Description Michael Rynn 2009-11-01 21:51:25 UTC
The std.xml functionisIdeographic failed my parser on one of the xml conformance tests for the character 0x4E00.

// As implemented in XML Piece Parser Project,  http://source.miryn.org/
// but I took it from std.xml

//WRONG in std.xml
//invariant IdeographicTable=[0x4E00,0x9FA5,0x3007,0x3007,0x3021,0x3029];

//RIGHT, because for lookup function,
// the table data range pairs should be ordered!
dchar[] IdeographicTable=[0x3007,0x3007,0x3021,0x3029,0x4E00,0x9FA5];

// PERFORMANCE SUGGESTION
// also lookup is best done for tables that are larger
// for smaller tables, like this one, or character, 
// surely a hard coded search will be faster


// Surely not much more code, is generated for this.
// and faster, since no function call to lookup, and no array slices used.
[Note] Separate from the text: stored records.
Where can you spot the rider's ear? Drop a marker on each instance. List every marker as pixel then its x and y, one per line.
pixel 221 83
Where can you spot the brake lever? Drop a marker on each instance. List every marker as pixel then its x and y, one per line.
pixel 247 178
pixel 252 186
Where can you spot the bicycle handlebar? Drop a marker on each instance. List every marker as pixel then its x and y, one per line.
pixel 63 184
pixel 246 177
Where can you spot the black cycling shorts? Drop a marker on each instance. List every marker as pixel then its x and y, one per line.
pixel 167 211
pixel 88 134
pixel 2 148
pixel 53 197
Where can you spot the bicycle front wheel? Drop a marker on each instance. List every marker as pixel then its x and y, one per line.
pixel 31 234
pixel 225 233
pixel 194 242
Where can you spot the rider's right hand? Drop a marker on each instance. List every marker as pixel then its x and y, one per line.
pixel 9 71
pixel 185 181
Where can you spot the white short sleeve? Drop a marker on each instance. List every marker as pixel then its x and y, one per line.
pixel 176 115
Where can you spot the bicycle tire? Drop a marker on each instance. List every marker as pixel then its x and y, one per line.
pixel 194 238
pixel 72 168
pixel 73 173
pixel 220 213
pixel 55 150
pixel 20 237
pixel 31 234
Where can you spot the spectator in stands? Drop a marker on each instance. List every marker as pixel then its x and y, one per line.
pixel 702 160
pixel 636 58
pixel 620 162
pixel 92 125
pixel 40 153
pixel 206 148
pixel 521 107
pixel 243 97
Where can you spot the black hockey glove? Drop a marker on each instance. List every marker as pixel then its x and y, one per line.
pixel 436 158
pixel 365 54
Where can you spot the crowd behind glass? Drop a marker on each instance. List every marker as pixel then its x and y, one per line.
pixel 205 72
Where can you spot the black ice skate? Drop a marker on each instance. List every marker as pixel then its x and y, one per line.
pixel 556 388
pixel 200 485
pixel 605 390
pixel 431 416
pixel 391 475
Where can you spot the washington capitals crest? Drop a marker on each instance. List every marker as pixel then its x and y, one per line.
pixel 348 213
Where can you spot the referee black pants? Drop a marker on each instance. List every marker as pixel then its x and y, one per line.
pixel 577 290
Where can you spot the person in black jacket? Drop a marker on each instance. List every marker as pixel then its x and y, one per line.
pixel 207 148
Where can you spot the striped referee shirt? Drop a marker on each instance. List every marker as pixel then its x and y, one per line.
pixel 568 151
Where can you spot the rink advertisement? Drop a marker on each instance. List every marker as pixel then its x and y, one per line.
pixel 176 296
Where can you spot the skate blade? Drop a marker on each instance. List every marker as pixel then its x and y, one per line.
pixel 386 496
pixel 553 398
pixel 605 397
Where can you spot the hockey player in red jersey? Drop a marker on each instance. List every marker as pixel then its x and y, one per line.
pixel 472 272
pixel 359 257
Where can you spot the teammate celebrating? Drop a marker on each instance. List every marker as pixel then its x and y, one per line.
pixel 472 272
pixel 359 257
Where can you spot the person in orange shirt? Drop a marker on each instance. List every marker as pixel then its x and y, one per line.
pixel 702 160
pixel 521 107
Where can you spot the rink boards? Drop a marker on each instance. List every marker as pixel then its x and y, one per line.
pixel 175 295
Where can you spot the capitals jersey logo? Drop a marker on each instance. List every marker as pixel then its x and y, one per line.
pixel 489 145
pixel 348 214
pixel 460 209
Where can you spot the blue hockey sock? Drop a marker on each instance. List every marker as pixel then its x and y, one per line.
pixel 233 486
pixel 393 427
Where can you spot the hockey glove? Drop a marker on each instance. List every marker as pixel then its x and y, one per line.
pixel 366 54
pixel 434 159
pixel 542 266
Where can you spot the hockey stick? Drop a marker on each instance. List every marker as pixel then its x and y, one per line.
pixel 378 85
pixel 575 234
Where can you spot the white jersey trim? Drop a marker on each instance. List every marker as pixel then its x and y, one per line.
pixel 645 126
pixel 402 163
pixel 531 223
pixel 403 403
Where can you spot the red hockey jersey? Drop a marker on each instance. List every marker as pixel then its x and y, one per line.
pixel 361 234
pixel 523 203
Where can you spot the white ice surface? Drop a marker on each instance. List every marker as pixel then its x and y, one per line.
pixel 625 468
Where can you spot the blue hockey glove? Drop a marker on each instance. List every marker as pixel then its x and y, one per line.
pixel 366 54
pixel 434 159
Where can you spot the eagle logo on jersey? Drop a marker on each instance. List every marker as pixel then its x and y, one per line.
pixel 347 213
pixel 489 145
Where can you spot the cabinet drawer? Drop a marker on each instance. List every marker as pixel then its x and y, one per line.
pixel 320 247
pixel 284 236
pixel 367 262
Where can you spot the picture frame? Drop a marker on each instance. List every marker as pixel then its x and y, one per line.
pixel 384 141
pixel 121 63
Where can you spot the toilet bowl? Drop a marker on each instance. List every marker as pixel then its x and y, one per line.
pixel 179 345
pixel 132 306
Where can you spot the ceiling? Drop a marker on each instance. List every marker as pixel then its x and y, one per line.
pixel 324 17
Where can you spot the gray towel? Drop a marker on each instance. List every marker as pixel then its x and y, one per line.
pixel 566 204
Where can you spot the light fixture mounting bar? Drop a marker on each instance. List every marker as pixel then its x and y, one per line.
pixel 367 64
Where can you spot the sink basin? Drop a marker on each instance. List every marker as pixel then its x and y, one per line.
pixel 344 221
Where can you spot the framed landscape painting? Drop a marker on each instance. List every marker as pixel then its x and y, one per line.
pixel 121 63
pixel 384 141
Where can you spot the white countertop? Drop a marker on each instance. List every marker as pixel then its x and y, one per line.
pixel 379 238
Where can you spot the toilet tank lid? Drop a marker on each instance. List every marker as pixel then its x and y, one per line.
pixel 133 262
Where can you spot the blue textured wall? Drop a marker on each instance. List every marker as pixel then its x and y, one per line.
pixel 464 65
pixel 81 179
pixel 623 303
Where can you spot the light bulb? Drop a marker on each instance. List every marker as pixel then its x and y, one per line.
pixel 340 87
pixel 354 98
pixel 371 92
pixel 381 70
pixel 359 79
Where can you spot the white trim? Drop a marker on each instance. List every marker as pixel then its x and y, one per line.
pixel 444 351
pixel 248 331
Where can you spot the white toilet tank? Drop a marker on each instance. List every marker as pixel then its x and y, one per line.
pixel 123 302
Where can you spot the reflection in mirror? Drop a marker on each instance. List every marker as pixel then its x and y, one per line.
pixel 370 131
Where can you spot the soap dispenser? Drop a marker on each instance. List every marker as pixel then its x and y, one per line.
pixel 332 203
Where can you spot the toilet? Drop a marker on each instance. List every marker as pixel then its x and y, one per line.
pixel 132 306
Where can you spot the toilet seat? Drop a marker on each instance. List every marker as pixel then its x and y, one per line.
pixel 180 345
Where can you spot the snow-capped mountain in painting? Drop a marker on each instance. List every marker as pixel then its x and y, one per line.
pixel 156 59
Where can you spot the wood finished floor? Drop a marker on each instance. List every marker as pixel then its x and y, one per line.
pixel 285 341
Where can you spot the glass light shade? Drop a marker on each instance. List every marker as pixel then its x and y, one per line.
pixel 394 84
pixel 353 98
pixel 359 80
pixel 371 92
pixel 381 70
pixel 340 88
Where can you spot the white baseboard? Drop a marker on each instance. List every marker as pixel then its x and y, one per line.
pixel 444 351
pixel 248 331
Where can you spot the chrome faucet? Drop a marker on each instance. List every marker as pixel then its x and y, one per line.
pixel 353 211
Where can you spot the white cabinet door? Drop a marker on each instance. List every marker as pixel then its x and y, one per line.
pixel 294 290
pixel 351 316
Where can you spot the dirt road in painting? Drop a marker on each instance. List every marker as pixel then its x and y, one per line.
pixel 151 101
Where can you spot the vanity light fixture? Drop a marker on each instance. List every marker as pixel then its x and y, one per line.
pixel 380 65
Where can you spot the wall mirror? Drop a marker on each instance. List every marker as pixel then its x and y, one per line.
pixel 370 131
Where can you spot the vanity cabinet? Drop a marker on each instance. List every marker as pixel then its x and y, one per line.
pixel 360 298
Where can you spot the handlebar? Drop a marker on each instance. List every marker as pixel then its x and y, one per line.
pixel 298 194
bool isIdeographic(dchar c)
{
    if (c == 0x3007)
		return true;
    if (c >= 0x3007 && c <= 0x3029)
		return true;
    if (c >= 0x4E00 && c <= 0x9FA5)
		return true;
    return false;
}

// Only suggestion here..
// isChar has to be called for every single character in the document, and 
//    it must be worth a bit of optimisation,
//     especially for common cases.

/**
 * Returns true if the character is a character according to the XML standard
 * Character references must refer to one of these.
 * Any unicode character, excluding surrogate blocks FFFE and FFFF.
 * #x9 | #xA | #xD | [#x20-#xD7FF] | [#xE000-#xFFFD] | [#x10000-#x10FFFF]
 * Avoid [#x7F-#x84], [#x86-#x9F], [#xFDD0-#xFDEF],
 * Standards: $(LINK2 http://www.w3.org/TR/1998/REC-xml-19980210, XML 1.0)
 *
 * Params:
 *    c = the character to be tested
 *    The standard ASCII case gets at most 3 value comparisons.
  */
bool isChar(dchar c) 
{
    if (c <= 0xD7FF)
    {
        if (c >= 0x20)
        {
            if (c >= 0x7F)
            {
                if (c <= 0x84)
                    return false;
                if (c >= 0x86)
                {
                    if (c <= 0x9F)
                        return false;
                }
            }
            return true;
        }
        switch(c)
        {
        case 0xA:
        case 0x9:
        case 0xD:
            return true;
        default:
            return false;
        }
    }
    else if (c >= 0xE000)
    {
        if (c < 0xFFFE)
        {
            if (c >= 0xFDD0 && c <= 0xFDEF)
                return false;
            return true;
        }
        if (c >= 0x10000)
        {
            if (c <= 0x10FFFF)
            {
		/* some conformance tests have the 0x10FFFF
                if ((c & 0xFFFE) == 0xFFFE)
                {
                    return false; 
                }
		*/
                return true;
            }
        }
    }
    return false;
}

// Most digits are expected to be ASCII ones
bool isDigit(dchar c)
{
	if (c <= 0x0039 && c >= 0x0030)
		return true;
	else
		return lookup(DigitTable,c);
}
Comment 1 Michael Rynn 2009-11-01 21:58:11 UTC
// A check on my code indicates afternoon doziness, so here is the better version

bool isIdeographic(dchar c)
{
	if (c == 0x3007)
		return true;
    if (c <= 0x3029 && c >= 0x3021 )
		return true;
    if (c <= 0x9FA5 && c >= 0x4E00)
		return true;
	return false;
}
Comment 2 Shin Fujishiro 2010-05-23 21:36:54 UTC
Fixed in svn r1552.
Thanks for your contribution!

Excuse me: I removed certain part of your code from the actual commit. The contributed code took care of newer Unicode standards. I like new things, but as far as supporting XML 1.0, we have to stick to Unicode 2.0.